Raging Grannies show up to perform all over the place -- at rallies, campaigns, festivals, you name it. The New York City chapter is very active. Check them out on YouTube.
Finally, Grandmothers Against the War (my group) holds what is very likely the biggest and most famous anti-war vigil in New York City. For six and a half years, we have stood on Fifth Avenue in front of Rockefeller Center every Wednesday for an hour. We began on a freezing January day with just two of us and now have morphed into a substantial presence of at least 15 people. We are joined by members of the Granny Peace Brigade, the Raging Grannies, and Veterans for Peace. We are not in the least bit parochial, as not everyone joining us is actually a grandmother; some, obviously, are men and some are young. Heck, we'll take just about anybody as long as they are sincerely objecting to the occupations in question. In fact, if you're reading this and live in the Big Apple, please join us on a Wednesday from 4:30 to 5:30 p.m. on the west side of Fifth Avenue between 49th and 50th Streets.
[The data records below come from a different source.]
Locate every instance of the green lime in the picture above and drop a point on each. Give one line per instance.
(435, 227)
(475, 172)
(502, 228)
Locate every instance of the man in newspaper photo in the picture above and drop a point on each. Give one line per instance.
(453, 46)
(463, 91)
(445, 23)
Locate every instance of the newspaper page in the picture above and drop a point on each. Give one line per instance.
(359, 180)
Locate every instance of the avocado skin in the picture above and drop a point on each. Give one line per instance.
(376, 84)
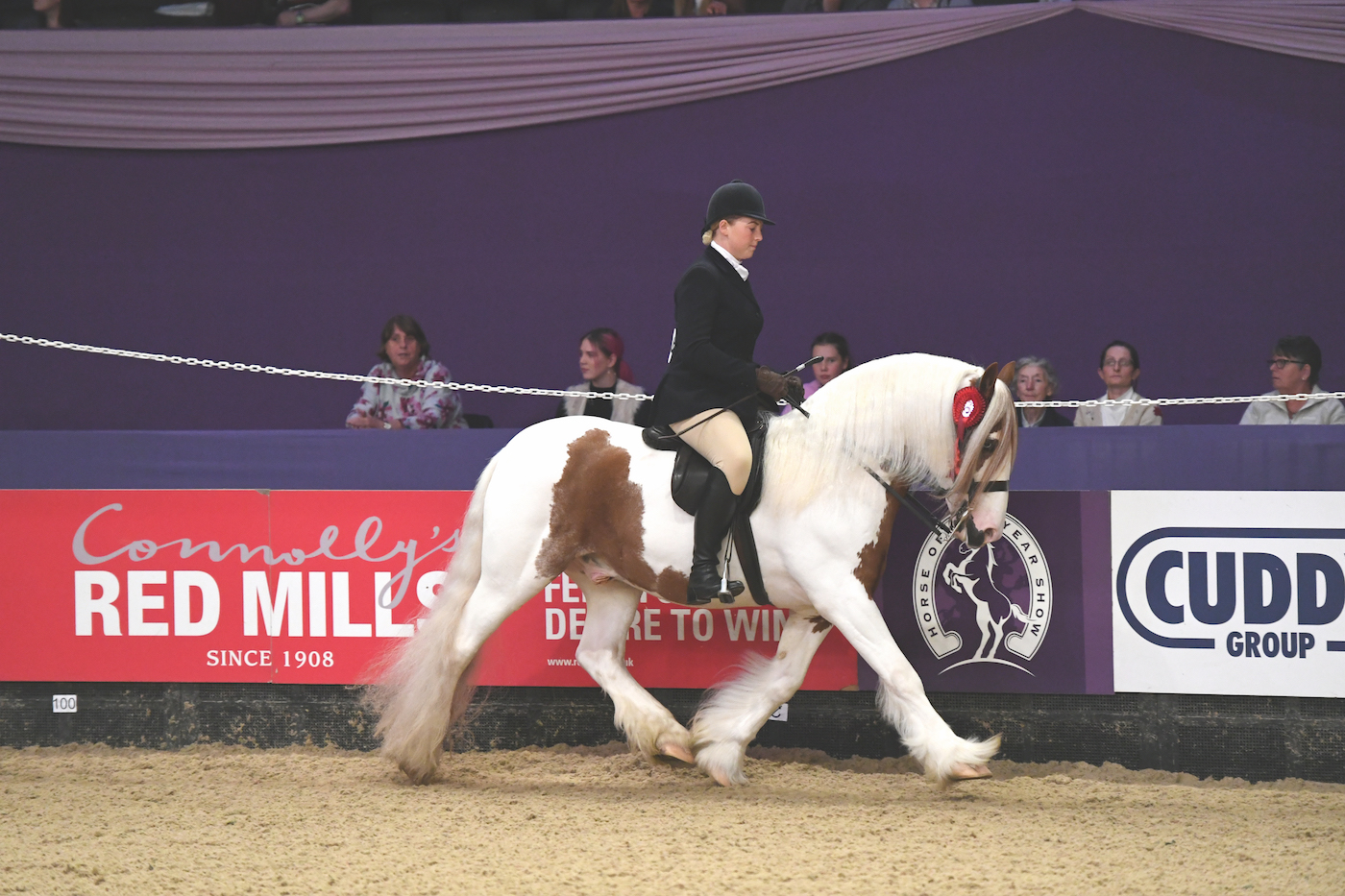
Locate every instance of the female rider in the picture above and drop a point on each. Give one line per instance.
(710, 370)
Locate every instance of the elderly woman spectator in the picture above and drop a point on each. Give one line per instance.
(1036, 379)
(1119, 370)
(405, 355)
(1294, 366)
(604, 370)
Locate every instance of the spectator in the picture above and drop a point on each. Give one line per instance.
(1036, 379)
(1119, 369)
(642, 9)
(931, 4)
(405, 354)
(604, 369)
(834, 351)
(1294, 368)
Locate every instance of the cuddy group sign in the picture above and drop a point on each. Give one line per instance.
(1230, 593)
(303, 587)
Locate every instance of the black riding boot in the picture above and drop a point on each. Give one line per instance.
(712, 523)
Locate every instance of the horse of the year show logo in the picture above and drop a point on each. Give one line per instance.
(989, 604)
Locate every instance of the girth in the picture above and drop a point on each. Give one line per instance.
(692, 475)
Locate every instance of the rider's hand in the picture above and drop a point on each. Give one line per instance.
(772, 383)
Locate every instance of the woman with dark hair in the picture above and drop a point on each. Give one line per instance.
(709, 392)
(834, 351)
(604, 370)
(404, 354)
(1295, 363)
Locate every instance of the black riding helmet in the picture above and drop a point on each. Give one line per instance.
(735, 200)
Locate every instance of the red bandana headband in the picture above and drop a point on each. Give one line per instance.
(968, 406)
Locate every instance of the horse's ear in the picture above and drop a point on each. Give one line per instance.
(988, 381)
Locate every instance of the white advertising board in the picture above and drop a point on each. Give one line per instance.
(1228, 593)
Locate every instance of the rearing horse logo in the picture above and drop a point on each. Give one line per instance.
(988, 604)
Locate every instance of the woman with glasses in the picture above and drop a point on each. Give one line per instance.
(1294, 366)
(1119, 369)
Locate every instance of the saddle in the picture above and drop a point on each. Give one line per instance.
(692, 475)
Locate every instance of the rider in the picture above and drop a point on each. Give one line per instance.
(710, 369)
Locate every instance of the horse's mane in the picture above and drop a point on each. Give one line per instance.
(893, 415)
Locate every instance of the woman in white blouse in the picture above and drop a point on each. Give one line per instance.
(1119, 369)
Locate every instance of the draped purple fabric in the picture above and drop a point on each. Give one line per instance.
(1311, 29)
(219, 89)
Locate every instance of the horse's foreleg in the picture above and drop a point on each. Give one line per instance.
(432, 682)
(649, 728)
(901, 695)
(733, 714)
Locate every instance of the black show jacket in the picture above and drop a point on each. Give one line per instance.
(717, 325)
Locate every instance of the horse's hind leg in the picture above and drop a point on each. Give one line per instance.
(901, 695)
(649, 728)
(735, 712)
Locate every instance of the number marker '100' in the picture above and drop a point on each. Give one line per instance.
(311, 658)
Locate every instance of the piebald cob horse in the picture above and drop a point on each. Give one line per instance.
(587, 496)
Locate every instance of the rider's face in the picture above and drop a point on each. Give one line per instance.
(740, 237)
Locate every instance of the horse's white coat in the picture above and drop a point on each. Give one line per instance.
(818, 513)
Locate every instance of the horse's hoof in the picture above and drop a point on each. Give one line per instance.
(678, 752)
(962, 771)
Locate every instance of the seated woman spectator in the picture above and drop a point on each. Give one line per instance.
(405, 355)
(1036, 379)
(834, 351)
(1119, 369)
(642, 9)
(604, 369)
(1294, 366)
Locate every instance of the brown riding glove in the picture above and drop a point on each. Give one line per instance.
(772, 383)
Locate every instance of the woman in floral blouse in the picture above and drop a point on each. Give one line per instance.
(405, 354)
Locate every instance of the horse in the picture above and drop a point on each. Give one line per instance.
(588, 496)
(992, 608)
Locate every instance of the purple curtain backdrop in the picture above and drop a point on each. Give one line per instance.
(205, 89)
(1042, 190)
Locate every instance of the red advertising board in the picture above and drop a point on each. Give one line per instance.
(239, 586)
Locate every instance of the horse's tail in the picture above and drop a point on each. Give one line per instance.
(426, 687)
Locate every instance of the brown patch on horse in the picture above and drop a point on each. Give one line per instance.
(873, 557)
(598, 510)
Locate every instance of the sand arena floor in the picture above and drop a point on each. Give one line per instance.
(218, 819)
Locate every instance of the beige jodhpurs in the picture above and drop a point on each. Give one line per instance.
(723, 443)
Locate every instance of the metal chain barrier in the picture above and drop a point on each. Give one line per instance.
(312, 375)
(562, 393)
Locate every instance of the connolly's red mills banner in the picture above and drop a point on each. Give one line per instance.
(239, 586)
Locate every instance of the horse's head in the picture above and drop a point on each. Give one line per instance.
(979, 493)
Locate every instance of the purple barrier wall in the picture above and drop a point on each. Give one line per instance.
(1039, 191)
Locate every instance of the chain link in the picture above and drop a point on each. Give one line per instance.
(313, 375)
(562, 393)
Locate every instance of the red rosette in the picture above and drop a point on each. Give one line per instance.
(968, 406)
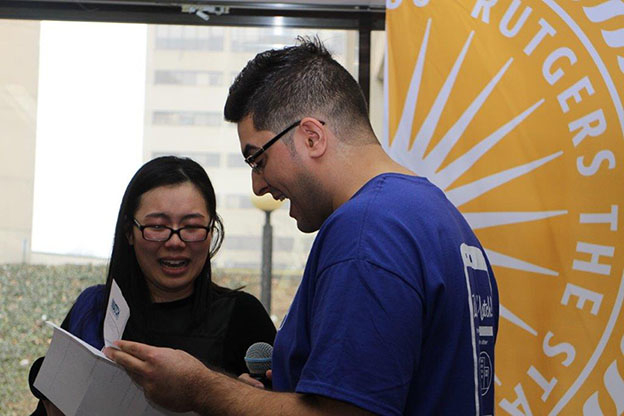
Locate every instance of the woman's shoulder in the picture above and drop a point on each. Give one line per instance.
(242, 299)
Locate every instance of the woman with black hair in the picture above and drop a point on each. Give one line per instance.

The above description is only part of the story. The grannies do much more than I've enumerated, too much to detail here. Despite our hip replacements, our groaning knees, our gouts, our high blood pressure, and all the other ailments older people are subject to, we are a non-stop force to challenge in every way possible our government's truly misguided foreign policy.
Now, if we could only stir up the young people to become anti-war activists, maybe we could finally end these horrors. Come on, kids. You did it for the Vietnam war. You can do it again. We want you to join us to end the insanity and take on the struggle when we no longer can. We won't be here forever, you know!